Write for yourself. If you are writing the book you want to read that passion will shine through and it will help you stay motivated to get the writing done.
Briana Morgan is a YA horror and fantasy writer, playwright and freelance editor. She loves dark, suspenseful reads with angst-ridden relationships and complicated characters. We caught up with her to talk about the trap of comparison, counterintuitive book marketing tactics and the surreal experience of having her play brought to life.
What made you want to be a writer?
I have wanted to be a writer for as long as I can remember. When I was a little girl, my grandfather instilled a love for storytelling in me. He’d spin beautiful tales that would keep my brother and me enthralled for hours. Also, I became obsessed with reading at a young age. Naturally, I kind of “fell” into writing from there. Once I realized I could create my own worlds like the ones in my favorite books, I was hooked.

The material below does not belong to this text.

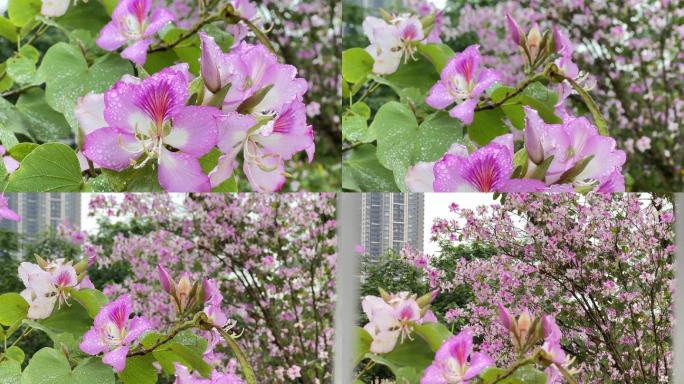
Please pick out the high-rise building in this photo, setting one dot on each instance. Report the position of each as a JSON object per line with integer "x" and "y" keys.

What inspires you to write?
Quite simply, my love of writing. Beyond that, the idea that I can inspire thought, instill fear, and incite discussion through my words is a powerful motivator.
Is there any particular incident that has happened along your writing journey that you’d like to share?
About a year ago, I had the chance to attend a performance of my play, as well as participate in a talkback with the cast and audience afterward. It was surreal and so rewarding.
Do you have any advice for aspiring authors?
Don’t compare yourself to anyone else. This advice can apply to a lot of different facets of life, but it is essential to heed it as a writer. If you obsess over other authors with publishing deals or spots on the New York Times Bestseller list, you’ll always feel inadequate. Here is a hard truth: someone will always be more “successful” than you but you choose what being successful means to you. If you want to be happy as a writer, you should only strive to be better than your previous self.
What do you think is the biggest marketing challenge for new authors?
A lot of new authors think you have to spend money to market yourself. While money does help, you can definitely still get the word out about your work without spending hundreds or thousands of dollars.
What methods of book marketing do you find the most effective?
It sounds counterintuitive, but not telling people to buy my books. Also, even if you don’t have a book but you are publishing soon, start building your author platform now. Otherwise, when the book comes out, there won’t be people wanting to buy it.
What struggles did you face in the writing/ publishing process?
Every book presents a different set of challenges for me. If writing my first draft is easy for one book, the next might be more difficult. Just because I overcome a particular challenge while writing one book does not mean I’ll never face it again.
Also, after writing my first book, I knew I wanted to self-publish. I had no idea what that process was like, so it took a lot of research and asking questions on my part. If you want to self-publish, keep in mind that there is a learning curve. When you hold the finished copy in your hands though, all the struggle feels worth it.
How do you handle rejection as a writer?
I don’t take it personally—or at least, I try not to. No book can possibly appeal to everyone.
How do you deal with isolation, as writing is an inherently private exercise?
I make an effort to see my boyfriend several times per week, as well as my friends. When I’m writing, I take breaks on social media, where I’ve cultivated an online community. Also, I like to go for walks on breaks.
Is there anything else you’d like to share with aspiring writers?
Write for yourself. If you are writing the book you want to read, that passion will shine through. And, it will help you stay motivated to get the writing done.